In den Fällen, die wir in der Praxis erleben, gerät die Presse- und Äußerungsfreiheit nicht in Gefahr. Ein Medienanwalt greift in die Pressefreiheit ein, genauso wie die Journalisten in die Grundrechte unserer Mandanten eingreifen. Man greift gegenseitig in die Grundrechte ein und versucht, diese Grundrechte in die berühmte praktische Konkordanz zu bringen. Ich kann nicht weiter in die Pressefreiheit eingreifen, als das Recht es mir ermöglicht. Aber in dem durch das Recht ermöglichten Rahmen in die Pressefreiheit einzugreifen, ist vollkommen in Ordnung und vom Gesetzgeber erwünscht. Mein Job ist es, im angemessenen Umfang in die Pressefreiheit einzugreifen. Ich kann aus meiner Praxis nicht erkennen, dass wir in der Lage wären, dies im Übermaß zu tun. Ich greife nicht weiter in die Pressefreiheit ein, als unser Grundrechtssystem mir das ermöglicht.
Bei der re:publica habe ich das Publikum gefragt: „Wer meint, dass jeder Eingriff in die Pressefreiheit schlecht ist?“ Da gingen alle Finger hoch. Alle meinten, jeder Eingriff in die Pressefreiheit sei falsch. Das zeigt mir, wie fehlinformiert viele Menschen sind. Sie glauben, der Satz „Das ist ein Eingriff in die Pressefreiheit“ würde einen Skandal beschreiben. Er beschreibt aber eine verfassungsrechtliche Selbstverständlichkeit und Notwendigkeit.
Seit anderthalb Jahren gilt das Netzwerkdurchsetzungsgesetz, mit dem Rechtsverstöße in den Sozialen Medien frühzeitig abgewehrt werden sollen. Kritiker sagen, damit würden rechtsstaatliche Aufgaben auf private Unternehmen wie Facebook oder Google übertragen. Was bedeutet dieses Gesetz nach Ihrer Einschätzung für die Pressefreiheit?

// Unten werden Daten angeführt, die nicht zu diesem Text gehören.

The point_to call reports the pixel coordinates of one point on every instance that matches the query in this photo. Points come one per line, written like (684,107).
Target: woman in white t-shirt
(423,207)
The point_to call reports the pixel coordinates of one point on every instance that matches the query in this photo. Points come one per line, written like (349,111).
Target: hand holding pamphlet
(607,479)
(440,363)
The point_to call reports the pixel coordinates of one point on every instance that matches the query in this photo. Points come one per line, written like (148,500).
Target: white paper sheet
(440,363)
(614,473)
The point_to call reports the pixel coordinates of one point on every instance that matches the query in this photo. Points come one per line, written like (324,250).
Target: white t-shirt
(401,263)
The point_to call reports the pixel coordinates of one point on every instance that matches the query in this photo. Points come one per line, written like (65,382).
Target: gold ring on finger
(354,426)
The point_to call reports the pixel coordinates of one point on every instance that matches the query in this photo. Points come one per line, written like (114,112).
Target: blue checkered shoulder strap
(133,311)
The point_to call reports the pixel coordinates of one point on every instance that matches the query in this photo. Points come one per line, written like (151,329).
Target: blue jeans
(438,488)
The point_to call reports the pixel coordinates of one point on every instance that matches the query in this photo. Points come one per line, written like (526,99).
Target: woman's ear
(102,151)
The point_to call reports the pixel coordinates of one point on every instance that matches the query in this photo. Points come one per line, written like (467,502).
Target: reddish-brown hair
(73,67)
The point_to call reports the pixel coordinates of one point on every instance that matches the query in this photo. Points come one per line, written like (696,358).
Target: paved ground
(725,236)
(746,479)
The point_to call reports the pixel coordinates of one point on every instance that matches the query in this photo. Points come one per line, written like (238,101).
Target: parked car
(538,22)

Dass staatliche Aufgaben auf Private delegiert werden, ist zwar richtig, aber ich betrachte das nicht als Vorwurf. Es war schon immer so, dass auch Private das Recht einhalten mussten. Plattformbetreiber dürfen nicht rechtswidriges Zeug auf ihren Plattform dulden. Das Problem liegt woanders: Die Gefahr besteht, dass durch die schiere Masse an Rechtsverletzungen, die in sozialen Medien stattfinden, und den Umstand, dass die sozialen Plattformbetreiber dafür haften, es einen gewissen Anreiz für die Plattformbetreiber gibt, Meinungsäußerungen schon sehr, sehr, sehr frühzeitig zu blockieren, einfach nur, um nicht persönliche in die Haftung zu kommen. Das führt dazu, dass Facebook, YouTube, Twitter heute gerne etwas löschen und blockieren, was eine zulässige Meinungsäußerung ist. Oder Konten zeitweise sperren, auf denen nichts Rechtswidriges steht. Das ist eine unverhältnismäßige Beschränkung der Meinungsfreiheit, die letztlich durch die massiven Haftungsrisiken hervorgerufen wird. Das ist nicht vorteilhaft. Da müsste man sicherlich nochmal ran.
Dieses Interview ist zuerst erschienen in Politik & Kultur 07-08/2019.